Sunday, July 01, 2007

Wagoner sees no 'rush to privatize'

Friday, May 18, 2007
Wagoner sees no 'rush to privatize'
GM's chief executive says he doesn't expect his company, or Ford, to go the way of Chrysler.
Sharon Terlep / The Detroit News

General Motors Corp. CEO Rick Wagoner, in his first public comments on news that the Chrysler Group is being sold to private equity firm Cerberus Capital Management, said Thursday it's unlikely other auto companies will share the same fate as the Auburn Hills automaker.

While Wagoner said he expects further consolidation in the industry, he said he does not believe DaimlerChrysler AG's decision to sell Chrysler is the beginning of a trend.

His comments were part of a wide-ranging talk Thursday to a group of women business leaders in which Wagoner discussed diversity at GM, the automaker's efforts to create energy alternatives to fuel and the impact of gas prices on the U.S. auto market.

"I don't see a rush to privatize in the auto sector," Wagoner told reporters after his speech before Inforum, a women's business group formerly known as the Women's Economic Club.

Germany's DaimlerChrysler announced Monday that it was selling Chrysler to Cerberus in a $7.4 billion deal that will make Chrysler an all-American car company again.

Wagoner said he doesn't anticipate that GM or Ford Motor Co. will be purchased by private equity firms.

"I don't think you can rule anything out because the amounts of money that are tossed around are so big," he said. "But we're not thinking along those lines at this point."

Wagoner used his speech to take a shot at proponents of federal legislation that would force automakers to significantly boost the average fuel economy of their vehicle fleets.

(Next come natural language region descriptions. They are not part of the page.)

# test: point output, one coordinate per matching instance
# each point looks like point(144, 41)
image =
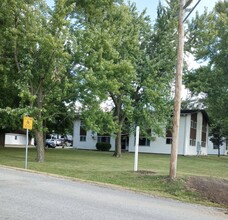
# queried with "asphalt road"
point(26, 195)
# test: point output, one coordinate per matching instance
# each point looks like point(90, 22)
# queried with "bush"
point(103, 146)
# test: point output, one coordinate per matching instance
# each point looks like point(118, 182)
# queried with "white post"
point(26, 150)
point(136, 148)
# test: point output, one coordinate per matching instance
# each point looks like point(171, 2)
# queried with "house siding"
point(159, 144)
point(91, 139)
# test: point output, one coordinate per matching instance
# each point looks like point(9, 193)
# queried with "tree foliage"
point(35, 61)
point(208, 42)
point(122, 61)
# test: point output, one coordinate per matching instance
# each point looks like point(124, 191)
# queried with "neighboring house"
point(213, 149)
point(193, 137)
point(16, 139)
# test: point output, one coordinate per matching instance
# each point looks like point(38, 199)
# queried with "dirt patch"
point(214, 190)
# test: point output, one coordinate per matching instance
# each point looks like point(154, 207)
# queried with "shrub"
point(103, 146)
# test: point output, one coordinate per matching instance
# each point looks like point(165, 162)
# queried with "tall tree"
point(120, 62)
point(36, 41)
point(208, 37)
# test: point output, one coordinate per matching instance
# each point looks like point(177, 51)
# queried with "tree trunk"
point(118, 145)
point(177, 99)
point(39, 146)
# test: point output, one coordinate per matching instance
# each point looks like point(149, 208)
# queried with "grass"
point(102, 167)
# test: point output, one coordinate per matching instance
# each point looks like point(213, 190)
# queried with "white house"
point(193, 137)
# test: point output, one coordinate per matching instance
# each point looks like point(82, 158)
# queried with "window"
point(82, 132)
point(204, 128)
point(82, 138)
point(192, 142)
point(103, 138)
point(144, 141)
point(193, 124)
point(193, 128)
point(215, 146)
point(169, 137)
point(203, 144)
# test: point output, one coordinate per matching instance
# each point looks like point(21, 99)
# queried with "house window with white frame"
point(83, 132)
point(145, 141)
point(103, 138)
point(192, 141)
point(215, 146)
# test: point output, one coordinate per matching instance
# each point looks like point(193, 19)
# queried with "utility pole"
point(177, 99)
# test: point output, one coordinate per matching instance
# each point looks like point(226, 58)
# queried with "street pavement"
point(32, 196)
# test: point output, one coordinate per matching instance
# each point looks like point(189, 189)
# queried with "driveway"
point(26, 195)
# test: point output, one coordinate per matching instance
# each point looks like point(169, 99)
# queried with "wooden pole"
point(177, 99)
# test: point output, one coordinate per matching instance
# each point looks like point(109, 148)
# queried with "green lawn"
point(102, 167)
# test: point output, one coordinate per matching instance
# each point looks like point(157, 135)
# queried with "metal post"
point(136, 149)
point(177, 99)
point(26, 150)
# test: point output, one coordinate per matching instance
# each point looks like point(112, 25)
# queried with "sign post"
point(136, 149)
point(27, 124)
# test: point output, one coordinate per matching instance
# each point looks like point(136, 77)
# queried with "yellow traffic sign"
point(27, 122)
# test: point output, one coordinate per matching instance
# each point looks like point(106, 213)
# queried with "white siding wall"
point(91, 139)
point(157, 146)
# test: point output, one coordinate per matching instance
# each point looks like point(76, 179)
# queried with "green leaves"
point(208, 38)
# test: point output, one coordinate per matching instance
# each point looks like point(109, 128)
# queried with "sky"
point(151, 5)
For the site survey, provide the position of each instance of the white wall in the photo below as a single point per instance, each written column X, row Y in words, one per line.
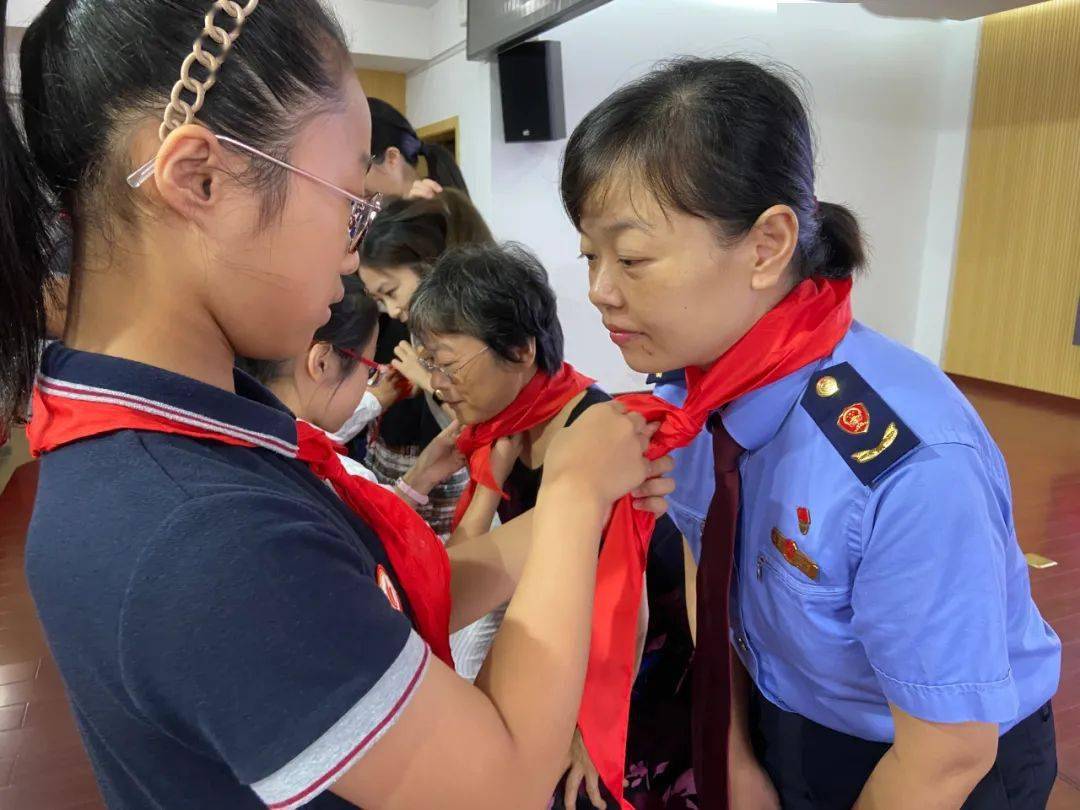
column 454, row 86
column 889, row 100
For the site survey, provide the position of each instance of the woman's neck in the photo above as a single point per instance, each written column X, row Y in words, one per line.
column 143, row 312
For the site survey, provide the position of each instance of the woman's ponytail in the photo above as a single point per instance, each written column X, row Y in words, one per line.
column 26, row 218
column 442, row 167
column 840, row 250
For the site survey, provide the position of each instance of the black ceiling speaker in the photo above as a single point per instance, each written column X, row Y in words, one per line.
column 530, row 83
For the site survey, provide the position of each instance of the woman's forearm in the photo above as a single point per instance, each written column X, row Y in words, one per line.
column 548, row 624
column 485, row 569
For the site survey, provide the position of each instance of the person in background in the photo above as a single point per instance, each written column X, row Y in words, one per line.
column 323, row 386
column 486, row 319
column 888, row 651
column 231, row 631
column 396, row 151
column 406, row 239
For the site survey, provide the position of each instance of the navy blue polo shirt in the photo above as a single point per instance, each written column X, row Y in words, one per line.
column 215, row 610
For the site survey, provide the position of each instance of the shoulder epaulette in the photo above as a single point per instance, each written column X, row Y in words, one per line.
column 858, row 422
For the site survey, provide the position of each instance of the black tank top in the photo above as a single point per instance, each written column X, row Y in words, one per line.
column 524, row 482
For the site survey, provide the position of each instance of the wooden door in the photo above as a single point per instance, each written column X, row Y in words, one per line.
column 1016, row 288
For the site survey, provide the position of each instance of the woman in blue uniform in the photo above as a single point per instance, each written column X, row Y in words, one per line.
column 888, row 650
column 231, row 631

He drew applause when he said GM is pursuing technology-backed ways -- and not "pie-in-the-sky theories, or unfunded mandates, or ill-conceived exercises in regulation" -- to make its cars and trucks more fuel efficient and reduce emissions, which have been linked to global warming. "We at GM are interested in real-world technologies that will make a measurable difference in reducing oil consumption and CO2 emissions today," Wagoner said.

Responding to questions from reporters, Wagoner said talks with bankrupt auto parts supplier Delphi Corp. are moving along, but that a resolution is not "imminent."

He also said rising gas prices may prompt consumers to shift to smaller vehicles, but won't likely drive them to compact or mini-cars.

"You begin to see a shift downward," he said. "That doesn't necessarily mean a shift to small vehicles."